Meet the Other Phone. Child-safe in minutes.

Meet the Other Phone.
Child-safe in minutes.

Buy now

Please or to access all these features

Food/recipes

For related content, visit our food content hub.

Special main course ideas

11 replies

OMGitsnotgood · 12/10/2025 23:18

Every year I cook a birthday meal for a good friend, her DH and another couple. This year is a significant birthday so want to make it extra special.

Only dietary requirements are no whole nuts (a digestive issue rarher than an allergy), one of them doesn’t like anything ‘stew like’ so no boeuf boeuf bourguignon or tagine etc. and one doesn’t like steak (but eats beef otherwise)

Recent things I’ve made for this group include duck with plum and star anise sauce; salmon en croute; chicken fattee; seabass and champagne sauce. So along those lines.
id like it to be more special than eg fish pie or lasagne.
I’d like to be able to plate it rather than serve ‘family style’ so that I can decorate the middle often table with flowers and candles.
I’ve lots of ideas for starters and dessert, just need ideas for main course. I’ve lots of cookery books and am looking through them but know how great you all are at suggesting things I wouldn’t have thought of.
Thank you

OP posts:
Waitaminutewheresmejumper · 13/10/2025 03:42

Was thinking lamb shawarma until the plating bit. Beef Wellington or rack of lamb?

Forgottenmyphone · 13/10/2025 06:08

Lobster Thermidor

OMGitsnotgood · 13/10/2025 07:22

Waitaminutewheresmejumper · 13/10/2025 03:42

Was thinking lamb shawarma until the plating bit. Beef Wellington or rack of lamb?

Excellent suggestions thank uou. The shanks from our butchers are usually too big for one person but could remove from the bone to serve. You lose the visual impact but it’s so tasty and can be bunged in the slow cooker which is helpful prep wise and not at all risky. Will ponder the rack/Wellington. These are all the sorts of things I would serve, thanks

OP posts:
OMGitsnotgood · 13/10/2025 07:24

Forgottenmyphone · 13/10/2025 06:08

Lobster Thermidor

Oh my DH and I both love lobster Thermidor. I’m a decent cook but not sure I‘d be confident in making that. You have however reminded me to see if I can find a restaurant that serves it for DH‘s birthday next month so thank you!

OP posts:
KnickerlessParsons · 13/10/2025 07:46

Coq au vin is nice - not sure if it would be called “stew like” though

Namechange822 · 13/10/2025 07:56

The weather has got really cold and wet, so I’d do a fancy roast.
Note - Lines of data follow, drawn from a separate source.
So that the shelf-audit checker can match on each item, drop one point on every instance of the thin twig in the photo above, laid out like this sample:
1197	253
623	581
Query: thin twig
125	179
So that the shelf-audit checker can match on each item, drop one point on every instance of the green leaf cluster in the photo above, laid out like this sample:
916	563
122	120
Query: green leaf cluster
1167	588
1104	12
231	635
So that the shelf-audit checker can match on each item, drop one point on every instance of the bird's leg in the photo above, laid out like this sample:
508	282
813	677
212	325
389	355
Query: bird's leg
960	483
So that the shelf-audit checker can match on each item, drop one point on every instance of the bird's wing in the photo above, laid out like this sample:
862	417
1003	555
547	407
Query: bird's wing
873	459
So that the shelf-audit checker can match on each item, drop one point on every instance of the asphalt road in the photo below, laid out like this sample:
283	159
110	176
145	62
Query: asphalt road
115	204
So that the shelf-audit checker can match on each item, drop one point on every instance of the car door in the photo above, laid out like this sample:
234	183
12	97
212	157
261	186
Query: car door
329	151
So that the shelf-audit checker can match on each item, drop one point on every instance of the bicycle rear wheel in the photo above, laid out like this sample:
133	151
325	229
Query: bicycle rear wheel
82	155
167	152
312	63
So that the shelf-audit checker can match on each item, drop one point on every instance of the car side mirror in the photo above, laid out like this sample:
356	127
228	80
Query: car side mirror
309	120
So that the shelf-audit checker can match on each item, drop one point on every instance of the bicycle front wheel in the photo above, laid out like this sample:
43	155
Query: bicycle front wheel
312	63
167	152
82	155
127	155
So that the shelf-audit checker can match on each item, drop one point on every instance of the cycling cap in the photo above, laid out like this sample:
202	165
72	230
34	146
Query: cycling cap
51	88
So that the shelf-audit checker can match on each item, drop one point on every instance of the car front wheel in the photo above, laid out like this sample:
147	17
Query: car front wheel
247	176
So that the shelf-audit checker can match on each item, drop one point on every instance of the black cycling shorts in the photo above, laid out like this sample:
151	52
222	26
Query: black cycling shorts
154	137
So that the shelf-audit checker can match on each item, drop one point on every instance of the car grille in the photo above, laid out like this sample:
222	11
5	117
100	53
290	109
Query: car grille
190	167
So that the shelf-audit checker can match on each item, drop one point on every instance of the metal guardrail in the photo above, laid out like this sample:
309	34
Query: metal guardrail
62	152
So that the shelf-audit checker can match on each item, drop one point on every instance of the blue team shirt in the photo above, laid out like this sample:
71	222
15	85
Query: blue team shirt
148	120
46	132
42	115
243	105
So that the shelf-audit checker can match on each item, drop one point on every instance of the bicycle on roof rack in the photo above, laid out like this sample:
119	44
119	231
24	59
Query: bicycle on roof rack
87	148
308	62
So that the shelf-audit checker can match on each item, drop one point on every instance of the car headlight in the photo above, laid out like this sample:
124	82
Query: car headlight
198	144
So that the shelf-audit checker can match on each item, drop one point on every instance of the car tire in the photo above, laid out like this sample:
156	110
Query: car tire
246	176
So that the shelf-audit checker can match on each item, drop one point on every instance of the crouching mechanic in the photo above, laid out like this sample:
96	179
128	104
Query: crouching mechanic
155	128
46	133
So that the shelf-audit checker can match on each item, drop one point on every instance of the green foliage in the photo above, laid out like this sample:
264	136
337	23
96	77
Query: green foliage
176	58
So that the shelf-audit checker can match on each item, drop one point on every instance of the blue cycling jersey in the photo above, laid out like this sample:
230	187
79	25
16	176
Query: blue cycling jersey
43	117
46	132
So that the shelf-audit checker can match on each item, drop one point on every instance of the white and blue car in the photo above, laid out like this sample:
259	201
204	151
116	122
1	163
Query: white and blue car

My favourite is probably slow cooking lamb in the oven. Brown the outside first and then put it in the oven really long and slow - 12 hours if you can - with plenty of red wine and stock in the bottom of the dish and completely sealed in foil. It goes so tender that you can serve it with a spoon!

To plate I’d do something like a parsnip purée onto the plate, then roast potatoes and carrots in the middle, with the lamb balanced on top.

OMGitsnotgood · 13/10/2025 08:01

KnickerlessParsons · 13/10/2025 07:46

Coq au vin is nice - not sure if it would be called “stew like” though

Now there’s something I haven’t made for ages, thank you for that I could make it with whole chicken thighs (tastier than bread IMO) and sit them on top of the sauce so it’s less stew like.

OP posts:
OMGitsnotgood · 13/10/2025 08:02

Namechange822 · 13/10/2025 07:56

The weather has got really cold and wet, so I’d do a fancy roast.

My favourite is probably slow cooking lamb in the oven. Brown the outside first and then put it in the oven really long and slow - 12 hours if you can - with plenty of red wine and stock in the bottom of the dish and completely sealed in foil. It goes so tender that you can serve it with a spoon!

To plate I’d do something like a parsnip purée onto the plate, then roast potatoes and carrots in the middle, with the lamb balanced on top.

That’s a fabulous suggestion, thank you! Am going to find it hard to choose now!

OP posts:
TheSandgroper · 13/10/2025 16:20

Namechange822 · 13/10/2025 07:56

The weather has got really cold and wet, so I’d do a fancy roast.

My favourite is probably slow cooking lamb in the oven. Brown the outside first and then put it in the oven really long and slow - 12 hours if you can - with plenty of red wine and stock in the bottom of the dish and completely sealed in foil. It goes so tender that you can serve it with a spoon!

To plate I’d do something like a parsnip purée onto the plate, then roast potatoes and carrots in the middle, with the lamb balanced on top.

Or you could do similar with a beef brisket which can bring in all the Southern USA rubs and marinades.

BIWI · 13/10/2025 16:24

How about individual beef wellingtons? Make a nice change from a large one, and will also allow you do some more creative plating.